NBC News President Andy Lack said in a memo to staff this week that after Lauer's firing, the network's legal team did "an exhaustive investigation" of records and interviews of current and former staff.

"They uncovered no claims or settlements associated with allegations of inappropriate conduct by Lauer before he was fired," Lack wrote. "Only following his termination did NBCU reach agreements with two women who had come forward for the very first time, and those women have always been free to share their stories about Lauer with anyone they choose." 

An NBC spokesperson also said the network had done an exhaustive search of records.

"The first time we learned about Matt Lauer's sexual misconduct in the workplace was the night of November 27, 2017 and he was fired in 24 hours," the spokesperson said. "Any suggestion that we knew prior to that evening, paid any 'hush money,' or tried to cover up any aspect of Lauer's appalling behavior is absolutely false." 

Farrow won a Pulitzer in 2018 for his reporting on allegations of sexual misconduct and rape against former Hollywood mogul Harvey Weinstein. The 31-year-old originally had conducted his investigation for NBC News, but he says he was forced to take the story to The New Yorker after the network said the story hadn't passed its editorial standards. 

Lack has also pushed back at Farrow's assertion on how the story was handled.

“NBC News assigned the Harvey Weinstein story to Ronan, we completely supported it over many months with resources — both financial and editorial,” Lack wrote in the memo to staff. 

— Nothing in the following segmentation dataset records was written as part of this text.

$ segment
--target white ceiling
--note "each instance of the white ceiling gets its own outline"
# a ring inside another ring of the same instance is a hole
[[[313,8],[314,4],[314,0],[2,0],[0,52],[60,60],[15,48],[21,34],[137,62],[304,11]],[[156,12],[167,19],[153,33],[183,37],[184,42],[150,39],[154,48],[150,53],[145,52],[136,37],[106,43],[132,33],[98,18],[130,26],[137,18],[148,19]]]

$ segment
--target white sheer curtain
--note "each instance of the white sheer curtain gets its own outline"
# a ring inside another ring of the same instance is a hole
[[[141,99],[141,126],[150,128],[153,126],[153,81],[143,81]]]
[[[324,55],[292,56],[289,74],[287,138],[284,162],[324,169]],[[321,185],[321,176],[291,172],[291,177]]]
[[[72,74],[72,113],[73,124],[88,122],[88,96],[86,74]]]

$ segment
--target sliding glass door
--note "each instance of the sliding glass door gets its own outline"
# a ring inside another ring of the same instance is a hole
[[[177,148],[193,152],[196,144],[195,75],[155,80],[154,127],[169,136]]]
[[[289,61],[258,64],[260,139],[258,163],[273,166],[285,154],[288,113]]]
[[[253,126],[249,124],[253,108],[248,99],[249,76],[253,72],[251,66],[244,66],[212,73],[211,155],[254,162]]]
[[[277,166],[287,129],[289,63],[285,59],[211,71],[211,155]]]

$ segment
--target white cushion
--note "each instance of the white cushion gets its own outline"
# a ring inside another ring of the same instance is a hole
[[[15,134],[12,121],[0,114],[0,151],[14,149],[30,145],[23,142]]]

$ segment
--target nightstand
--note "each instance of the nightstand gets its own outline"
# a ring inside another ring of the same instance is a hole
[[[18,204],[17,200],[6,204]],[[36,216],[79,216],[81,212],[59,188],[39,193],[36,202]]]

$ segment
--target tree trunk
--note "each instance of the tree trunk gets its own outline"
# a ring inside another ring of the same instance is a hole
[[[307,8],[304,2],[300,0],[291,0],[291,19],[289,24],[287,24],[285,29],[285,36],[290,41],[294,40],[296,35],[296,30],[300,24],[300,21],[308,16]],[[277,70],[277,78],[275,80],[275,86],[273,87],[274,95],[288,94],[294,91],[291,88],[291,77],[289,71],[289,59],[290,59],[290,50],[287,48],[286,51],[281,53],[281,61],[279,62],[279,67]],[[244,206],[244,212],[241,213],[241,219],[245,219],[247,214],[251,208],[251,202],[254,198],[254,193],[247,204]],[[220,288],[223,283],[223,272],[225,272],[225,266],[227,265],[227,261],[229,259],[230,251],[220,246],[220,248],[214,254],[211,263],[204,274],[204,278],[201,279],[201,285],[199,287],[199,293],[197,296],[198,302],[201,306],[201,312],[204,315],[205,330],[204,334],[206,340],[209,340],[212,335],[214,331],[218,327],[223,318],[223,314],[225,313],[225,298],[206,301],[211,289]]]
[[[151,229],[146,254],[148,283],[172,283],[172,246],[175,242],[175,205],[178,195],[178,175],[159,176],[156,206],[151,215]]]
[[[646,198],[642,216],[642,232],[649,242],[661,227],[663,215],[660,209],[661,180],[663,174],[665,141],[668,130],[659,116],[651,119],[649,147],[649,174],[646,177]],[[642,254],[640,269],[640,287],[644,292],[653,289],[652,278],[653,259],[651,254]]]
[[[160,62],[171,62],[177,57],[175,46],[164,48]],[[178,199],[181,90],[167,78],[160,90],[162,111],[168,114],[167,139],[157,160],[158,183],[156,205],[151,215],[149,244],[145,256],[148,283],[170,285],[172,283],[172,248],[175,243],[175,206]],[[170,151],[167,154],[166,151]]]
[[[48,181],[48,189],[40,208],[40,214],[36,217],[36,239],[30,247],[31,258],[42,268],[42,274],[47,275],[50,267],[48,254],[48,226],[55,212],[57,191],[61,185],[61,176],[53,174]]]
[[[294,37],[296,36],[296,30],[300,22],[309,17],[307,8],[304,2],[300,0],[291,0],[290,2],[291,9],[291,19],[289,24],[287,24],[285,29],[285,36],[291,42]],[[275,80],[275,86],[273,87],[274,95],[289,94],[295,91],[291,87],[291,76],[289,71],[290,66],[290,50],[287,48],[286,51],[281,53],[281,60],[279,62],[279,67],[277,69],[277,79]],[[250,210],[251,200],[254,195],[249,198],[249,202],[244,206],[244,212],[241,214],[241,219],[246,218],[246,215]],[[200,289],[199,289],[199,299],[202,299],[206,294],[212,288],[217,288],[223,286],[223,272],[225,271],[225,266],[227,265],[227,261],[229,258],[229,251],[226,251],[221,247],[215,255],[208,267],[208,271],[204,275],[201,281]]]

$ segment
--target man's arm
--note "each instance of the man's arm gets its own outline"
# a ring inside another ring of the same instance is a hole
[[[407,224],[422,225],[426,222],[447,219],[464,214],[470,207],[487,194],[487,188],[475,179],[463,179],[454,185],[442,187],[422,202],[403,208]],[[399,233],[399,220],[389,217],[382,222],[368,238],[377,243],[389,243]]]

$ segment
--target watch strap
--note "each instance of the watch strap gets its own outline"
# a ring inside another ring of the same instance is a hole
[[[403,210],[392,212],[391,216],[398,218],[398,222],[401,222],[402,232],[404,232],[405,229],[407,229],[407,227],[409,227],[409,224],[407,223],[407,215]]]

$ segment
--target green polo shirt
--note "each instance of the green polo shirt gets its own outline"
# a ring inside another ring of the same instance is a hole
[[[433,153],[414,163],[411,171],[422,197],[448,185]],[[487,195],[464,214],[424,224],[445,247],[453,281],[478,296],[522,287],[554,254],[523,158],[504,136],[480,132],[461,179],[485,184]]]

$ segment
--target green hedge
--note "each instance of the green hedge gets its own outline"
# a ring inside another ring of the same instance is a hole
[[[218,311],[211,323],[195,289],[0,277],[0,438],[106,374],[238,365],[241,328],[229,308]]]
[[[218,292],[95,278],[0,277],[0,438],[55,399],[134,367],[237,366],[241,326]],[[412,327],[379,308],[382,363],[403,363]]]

“After seven months, without one victim or witness on the record, he simply didn’t have a story that met our standard for broadcast nor that of any major news organization," Lack wrote.
 
"Not willing to accept that standard and not wanting to get beaten by the New York Times, he asked to take his story to an outlet he claimed was ready to publish right away. Reluctantly, we allowed him to go ahead. Fifty-three days later, and five days after the New York Times did indeed break the story, he published an article at the New Yorker that bore little resemblance to the reporting he had while at NBC News,” he adds. 
 
Farrow responded to Lack on "Good Morning America" Friday morning. 
 
“The point is that they ordered a hard stop to reporting,” Farrow said of NBC News brass. “They told me and a producer working on this that we should not take a single call, they told us to cancel interviews. The question for years has been why, because every journalist at that institution didn't understand why. And I think the book answers that question. This was a company with a lot of secrets.”